Using mistletoe

Installation

mistletoe-ebp is tested for Python 3.5 and above. Install mistletoe within a Conda Environment (recommended):

conda install -c conda-forge mistletoe-ebp

or via pip:

pip install mistletoe-ebp

Alternatively, clone the repo:

git clone https://github.com/ExecutableBookProject/mistletoe-ebp.git
cd mistletoe-ebp
pip install -e .[testing,code_style]

Usage

Basic usage

Here’s how you can use mistletoe in a Python script:

import mistletoe

with open('foo.md', 'r') as fin:
    rendered = mistletoe.markdown(fin)

mistletoe.markdown() uses mistletoe’s default settings: allowing HTML mixins and rendering to HTML. The function also accepts an additional argument renderer. To produce LaTeX output:

import mistletoe
from mistletoe.renderers.latex import LaTeXRenderer

with open('foo.md', 'r') as fin:
    rendered = mistletoe.markdown(fin, LaTeXRenderer)

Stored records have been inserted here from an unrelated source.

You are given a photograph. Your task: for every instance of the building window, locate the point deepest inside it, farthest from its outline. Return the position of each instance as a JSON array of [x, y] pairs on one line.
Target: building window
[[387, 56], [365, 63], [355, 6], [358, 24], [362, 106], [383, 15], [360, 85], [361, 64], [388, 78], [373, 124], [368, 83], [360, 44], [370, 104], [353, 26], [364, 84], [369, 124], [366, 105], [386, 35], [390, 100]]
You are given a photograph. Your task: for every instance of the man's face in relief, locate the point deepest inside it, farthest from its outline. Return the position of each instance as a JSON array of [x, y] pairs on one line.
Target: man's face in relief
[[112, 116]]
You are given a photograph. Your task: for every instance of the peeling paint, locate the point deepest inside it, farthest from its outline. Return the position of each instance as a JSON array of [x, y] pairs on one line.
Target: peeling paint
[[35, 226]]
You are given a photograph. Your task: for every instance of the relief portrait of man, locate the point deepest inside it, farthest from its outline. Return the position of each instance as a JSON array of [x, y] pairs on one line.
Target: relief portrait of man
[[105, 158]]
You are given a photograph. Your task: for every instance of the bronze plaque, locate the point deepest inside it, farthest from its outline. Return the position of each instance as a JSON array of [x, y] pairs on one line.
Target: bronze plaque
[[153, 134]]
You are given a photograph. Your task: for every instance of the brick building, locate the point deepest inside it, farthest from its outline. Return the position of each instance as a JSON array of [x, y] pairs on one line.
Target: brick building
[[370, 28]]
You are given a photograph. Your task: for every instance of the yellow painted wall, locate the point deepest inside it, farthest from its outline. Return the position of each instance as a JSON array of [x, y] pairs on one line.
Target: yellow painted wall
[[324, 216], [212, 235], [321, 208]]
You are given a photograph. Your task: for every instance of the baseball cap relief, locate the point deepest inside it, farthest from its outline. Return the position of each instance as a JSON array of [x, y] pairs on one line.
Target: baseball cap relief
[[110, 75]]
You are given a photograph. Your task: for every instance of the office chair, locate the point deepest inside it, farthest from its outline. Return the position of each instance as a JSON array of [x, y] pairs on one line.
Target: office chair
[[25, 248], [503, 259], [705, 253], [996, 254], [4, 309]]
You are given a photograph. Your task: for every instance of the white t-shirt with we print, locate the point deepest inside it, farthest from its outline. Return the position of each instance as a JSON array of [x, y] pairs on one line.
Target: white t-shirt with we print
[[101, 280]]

Finally, here’s how you would manually specify extra tokens and a renderer for mistletoe. In the following example, we use HTMLRenderer to render the AST, which adds HTMLBlock and HTMLSpan to the normal parsing process.

from mistletoe import Document, HTMLRenderer

with open('foo.md', 'r') as fin:
    with HTMLRenderer() as renderer:
        rendered = renderer.render(Document.read(fin))

From the command-line

pip installation enables mistletoe’s command-line utility. Type the following directly into your shell:

mistletoe foo.md

This will transpile foo.md into HTML, and dump the output to stdout. To save the HTML, direct the output into a file:

mistletoe foo.md > out.html

You can pass in custom renderers by including the full path to your renderer class after a -r or --renderer flag:

mistletoe foo.md --renderer custom_renderer.CustomRenderer

Running mistletoe without specifying a file will land you in interactive mode. Like Python’s REPL, interactive mode allows you to test how your Markdown will be interpreted by mistletoe:

mistletoe [version 0.9.2] (interactive)
Type Ctrl-D to complete input, or Ctrl-C to exit.
>>> some **bold** text
... and some *italics*
...
<p>some <strong>bold</strong> text
and some <em>italics</em></p>
>>>

The interactive mode also accepts the --renderer flag:

mistletoe [version 0.9.2] (interactive)
Type Ctrl-D to complete input, or Ctrl-C to exit.
Using renderer: LaTeXRenderer
>>> some **bold** text
... and some *italics*
...
\documentclass{article}
\begin{document}

some \textbf{bold} text
and some \textit{italics}
\end{document}
>>>

Performance

mistletoe is the fastest CommonMark compliant implementation in Python. Try the benchmarks yourself by running:

$ python test/test_samples/benchmark.py  # all results in seconds
Test document: syntax.md
Test iterations: 1000
Running tests with markdown, mistune, commonmark, mistletoe...
==============================================================
markdown: 40.270715949
mistune: 11.054077996000004
commonmark: 44.426582849
mistletoe: 34.47910147500001

We notice that Mistune is the fastest Markdown parser, and by a good margin, which demands some explanation. mistletoe’s biggest performance penalty comes from stringently following the CommonMark spec, which outlines a highly context-sensitive grammar for Markdown. Mistune takes a simpler approach to the lexing and parsing process, but this means that it cannot handle more complex cases, e.g., precedence of different types of tokens, escaping rules, etc.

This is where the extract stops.